Hasen bin Osmân hazretleri Cezâyir-Tilmsân’da yetişen fıkıh
âlimlerindendir. 724 (m. 1324)’de doğdu. 790 (m. 1388)’de vefât
etti. Bir dersinde buyurdu ki:
Mucize ve kerâmet, ikisi de harikulade hâllerdir. Ancak mucizede,
Peygamber olan zâtın, Peygamberliğini iddia etmesi vardır. Aklın
caiz ve mümkün kıldığı şeyler, normal âdetteki bilgilerle kıyâs
edilerek reddedilemez. Şöyle anlatılır:
Hazreti Ali ve iki mübârek oğlu Hazreti Hasan ile Hüseyin
(radıyallahü anhüm), bir gece karanlığında birisinin şu şiiri
okuduğunu duydular: “Ey karanlıklarda çaresizin duâsına icabet
eden! Ey hastalıkları, belâ ve musibetleri gideren! Bize lütuf ve
keremin ile, işlediğimiz hatâ ve günahlarımızı af ve mağfiret eyle.
Ey kulların sığınağı, ümîdi olan Allahım, günahkâr için eğer senin
affın olmasa, âsîlere kim lütuf ve ihsânda bulunur...” Bunu
dinledikten sonra, Hazreti Ali, oğullarından birisini gönderip,
bunu söyleyen şahsı bulup getirmesini söyledi. Bir müddet sonra o
şahıs Hazreti Ali’nin huzûruna getirildi. Hazreti Ali ona; “Senin
söylediklerini işittim. Hâlini anlat bakalım!” dedi. O şahıs şöyle
anlattı:
“Ben zevk-ü-sefâya ve günahlara dalmış birisi idim. Babam bana
nasihat edip; “Oğlum, Allahü teâlâ zâlimleri azap ile yakalar,
onları cezalandırır” derdi. Babam bana böyle nasihat ettikçe, ben
de onu döverdim.

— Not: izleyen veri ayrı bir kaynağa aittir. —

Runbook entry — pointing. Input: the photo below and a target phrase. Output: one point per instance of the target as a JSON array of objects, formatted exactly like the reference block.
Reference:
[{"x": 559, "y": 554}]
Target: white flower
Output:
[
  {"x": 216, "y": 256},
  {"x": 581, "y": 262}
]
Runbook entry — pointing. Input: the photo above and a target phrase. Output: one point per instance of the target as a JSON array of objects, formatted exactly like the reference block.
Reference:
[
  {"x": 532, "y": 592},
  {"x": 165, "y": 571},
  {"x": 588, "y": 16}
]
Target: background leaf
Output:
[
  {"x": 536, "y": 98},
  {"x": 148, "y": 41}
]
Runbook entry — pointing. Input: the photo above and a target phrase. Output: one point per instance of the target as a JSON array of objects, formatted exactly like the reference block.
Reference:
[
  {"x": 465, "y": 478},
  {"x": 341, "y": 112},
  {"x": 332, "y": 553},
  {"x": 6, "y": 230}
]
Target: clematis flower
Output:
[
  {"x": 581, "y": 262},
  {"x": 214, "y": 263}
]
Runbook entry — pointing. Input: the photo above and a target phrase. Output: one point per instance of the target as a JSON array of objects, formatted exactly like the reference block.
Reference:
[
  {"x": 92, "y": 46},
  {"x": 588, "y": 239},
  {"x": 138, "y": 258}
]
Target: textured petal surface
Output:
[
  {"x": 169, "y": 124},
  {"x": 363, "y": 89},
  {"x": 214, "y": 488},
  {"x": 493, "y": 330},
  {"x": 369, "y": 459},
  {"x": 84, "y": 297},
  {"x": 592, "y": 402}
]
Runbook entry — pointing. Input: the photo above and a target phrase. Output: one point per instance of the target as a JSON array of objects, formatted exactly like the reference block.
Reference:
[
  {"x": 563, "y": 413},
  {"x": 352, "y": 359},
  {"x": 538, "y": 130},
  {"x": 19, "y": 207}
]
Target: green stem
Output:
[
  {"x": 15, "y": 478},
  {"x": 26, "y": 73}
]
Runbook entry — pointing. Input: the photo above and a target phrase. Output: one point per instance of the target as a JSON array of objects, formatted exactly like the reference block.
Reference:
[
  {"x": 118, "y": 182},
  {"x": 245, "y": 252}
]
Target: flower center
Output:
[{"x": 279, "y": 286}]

Bunun üzerine, benim bu kötü hâlimden dolayı babam
bana bedduâ etmeye ve bunun için Mekke-i mükerremeye gideceğine,
duâsını kabul etmesi için Allahü teâlâdan yardım isteyeceğine yemin
etmişti... Nihâyet babam yeminini yerine getirdi. Bedduâsını yapar
yapmaz, benim sağ tarafım kurudu. Bunun üzerine ben yaptıklarıma
çok pişman oldum. Babamın gönlünü alıp, onu râzı etmeye karar
verdim. Hattâ bana bedduâ ettiği yerde duâ edeceğine dâir ondan söz
aldım...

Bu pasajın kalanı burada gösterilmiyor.